As for the original idea, I think it would be interesting to have the Malebranche retrain all the antipaladin levels into paladin. Maybe using the banishing warden archetype, with the conceit that its duty is to prepare the realm by removing all the other evil outsider rivals to world conquest. Should be able to stay generally within the code while banishing demons and daemons.

This apparent hero of countless battles against demons and other evil creatures would love to recruit a party of adventurers to help expand its influence and assist in the goal of purging demons. And how can they really argue against its encouragement that they give some coin to the local Asmodean orphanage?

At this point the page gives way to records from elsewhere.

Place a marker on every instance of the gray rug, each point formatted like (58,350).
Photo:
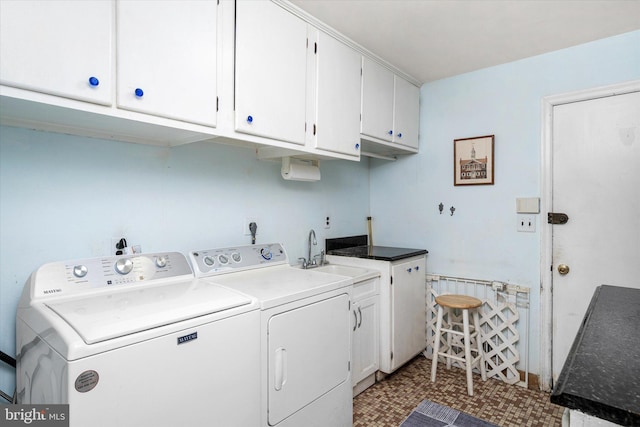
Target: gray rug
(430,414)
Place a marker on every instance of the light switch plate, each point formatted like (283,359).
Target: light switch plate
(528,205)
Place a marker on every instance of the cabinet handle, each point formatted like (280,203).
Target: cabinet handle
(280,368)
(355,323)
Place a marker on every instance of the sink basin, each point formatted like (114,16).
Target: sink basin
(358,274)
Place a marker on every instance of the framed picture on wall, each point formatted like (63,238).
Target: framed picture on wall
(473,161)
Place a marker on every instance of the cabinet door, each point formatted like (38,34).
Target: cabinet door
(365,339)
(406,113)
(167,59)
(377,101)
(409,312)
(271,52)
(336,123)
(61,48)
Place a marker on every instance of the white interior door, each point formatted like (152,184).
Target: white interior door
(596,155)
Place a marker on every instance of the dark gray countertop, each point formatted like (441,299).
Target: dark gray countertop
(601,376)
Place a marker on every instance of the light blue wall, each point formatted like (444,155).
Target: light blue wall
(64,197)
(480,239)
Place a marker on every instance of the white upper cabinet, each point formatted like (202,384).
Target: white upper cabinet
(406,113)
(167,59)
(390,106)
(62,48)
(377,101)
(271,62)
(336,112)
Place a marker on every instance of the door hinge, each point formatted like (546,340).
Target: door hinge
(557,218)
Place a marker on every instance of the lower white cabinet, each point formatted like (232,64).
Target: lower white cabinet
(366,334)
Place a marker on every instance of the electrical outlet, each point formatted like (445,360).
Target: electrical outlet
(115,246)
(247,221)
(527,223)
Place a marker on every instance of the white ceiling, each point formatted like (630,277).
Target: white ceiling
(434,39)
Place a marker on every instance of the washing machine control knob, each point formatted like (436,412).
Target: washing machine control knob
(80,270)
(124,266)
(266,253)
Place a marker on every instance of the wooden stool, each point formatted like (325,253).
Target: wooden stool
(464,303)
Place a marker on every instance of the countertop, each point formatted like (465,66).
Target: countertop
(601,376)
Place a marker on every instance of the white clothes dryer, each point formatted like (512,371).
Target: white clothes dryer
(305,333)
(138,341)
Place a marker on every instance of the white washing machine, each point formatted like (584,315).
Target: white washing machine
(138,341)
(305,333)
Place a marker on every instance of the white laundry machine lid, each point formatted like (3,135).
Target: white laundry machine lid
(110,315)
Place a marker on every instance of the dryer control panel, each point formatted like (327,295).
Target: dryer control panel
(90,275)
(225,260)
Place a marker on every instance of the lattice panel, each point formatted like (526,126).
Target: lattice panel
(500,336)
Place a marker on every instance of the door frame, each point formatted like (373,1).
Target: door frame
(546,205)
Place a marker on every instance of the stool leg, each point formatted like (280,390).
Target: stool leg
(449,335)
(436,345)
(479,339)
(467,350)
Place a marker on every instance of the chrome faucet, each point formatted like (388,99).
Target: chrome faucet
(312,235)
(311,262)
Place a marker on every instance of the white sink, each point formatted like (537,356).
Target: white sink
(357,273)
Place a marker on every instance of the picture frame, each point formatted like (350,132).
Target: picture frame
(473,160)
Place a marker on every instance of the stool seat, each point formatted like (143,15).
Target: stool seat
(465,303)
(458,301)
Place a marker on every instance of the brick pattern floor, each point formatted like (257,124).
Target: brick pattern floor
(389,402)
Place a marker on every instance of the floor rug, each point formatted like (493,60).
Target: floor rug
(430,414)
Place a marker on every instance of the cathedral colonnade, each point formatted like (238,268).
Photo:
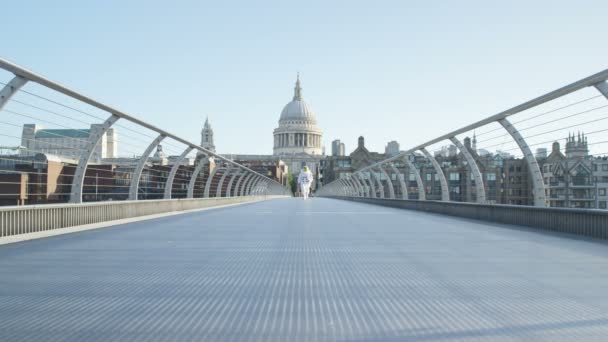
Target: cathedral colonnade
(297,140)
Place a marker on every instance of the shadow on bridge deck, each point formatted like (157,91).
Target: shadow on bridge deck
(294,270)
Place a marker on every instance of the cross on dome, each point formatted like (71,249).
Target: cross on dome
(297,91)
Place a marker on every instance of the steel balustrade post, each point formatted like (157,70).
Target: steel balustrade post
(401,179)
(173,172)
(210,180)
(202,162)
(538,185)
(92,142)
(379,181)
(479,186)
(389,182)
(218,191)
(445,191)
(136,176)
(419,184)
(11,89)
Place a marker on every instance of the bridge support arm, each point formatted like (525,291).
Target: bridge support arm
(404,193)
(358,186)
(479,186)
(173,172)
(11,89)
(602,87)
(210,180)
(136,176)
(254,182)
(352,190)
(419,184)
(229,191)
(389,182)
(244,186)
(538,185)
(445,191)
(85,157)
(197,171)
(379,181)
(369,184)
(220,184)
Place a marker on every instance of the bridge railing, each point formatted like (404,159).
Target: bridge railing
(567,126)
(60,146)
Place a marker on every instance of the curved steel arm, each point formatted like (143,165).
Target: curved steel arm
(445,192)
(173,172)
(369,185)
(419,184)
(210,180)
(602,87)
(372,185)
(479,186)
(218,191)
(538,185)
(389,182)
(11,89)
(404,193)
(197,170)
(85,157)
(245,183)
(343,187)
(379,181)
(358,186)
(136,176)
(352,190)
(229,191)
(256,179)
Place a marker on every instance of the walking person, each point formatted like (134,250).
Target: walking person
(305,181)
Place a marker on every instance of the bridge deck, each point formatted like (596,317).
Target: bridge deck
(289,270)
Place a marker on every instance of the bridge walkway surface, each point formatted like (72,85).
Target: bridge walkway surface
(293,270)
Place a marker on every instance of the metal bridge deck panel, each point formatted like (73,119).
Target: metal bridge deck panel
(304,271)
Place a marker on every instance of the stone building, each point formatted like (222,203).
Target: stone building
(68,143)
(575,179)
(298,140)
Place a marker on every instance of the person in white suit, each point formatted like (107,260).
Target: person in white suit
(305,181)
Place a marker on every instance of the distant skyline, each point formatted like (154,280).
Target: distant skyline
(397,70)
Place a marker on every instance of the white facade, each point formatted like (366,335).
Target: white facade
(298,140)
(68,143)
(207,137)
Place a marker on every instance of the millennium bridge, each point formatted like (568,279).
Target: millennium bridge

Mysterious Stranger wrote:
I can see where DeathlessOne is coming from and could agree with this, but I would point out that the fact you cannot identify the source is going to cause some suspicion. By the third round you can determine the location of each aura.

This is correct, you could deduce the source, or the area (square) from which the aura is originating, but mechanically you have no way of verifying it. You'd have to use good, old fashion critical thinking. And even then, it could be the person or something they carry.

Scarab Sages

I grok do u wrote:

As for the original idea, I think it would be interesting to have the Malebranche retrain all the antipaladin levels into paladin. Maybe using the banishing warden archetype, with the conceit that its duty is to prepare the realm by removing all the other evil outsider rivals to world conquest. Should be able to stay generally within the code while banishing demons and daemons.

This apparent hero of countless battles against demons and other evil creatures would love to recruit a party of adventurers to help expand its influence and assist in the goal of purging demons. And how can they really argue against its encouragement that they give some coin to the local Asmodean orphanage?

Hmmm...this idea sounds SUPER interesting. I'll have to cogitate on it.

A Half-Cornugon Paladin with Change Shape as one of his Mythic abilities...neat!

BTW, did I tell you the non-Devil half of his race is Angelkin Aasimar?

This "Paladin" could Change Shape into a stereotypical Aasimar Paladin and wreak all kinds of havok. Wow.


If this is a half fiend they do not have the evil subtype. Half Fiends are native outsiders with no alignment subtype.

If Beyond Morality does not cancel the class feature Aura, the paladin would actually radiate as good.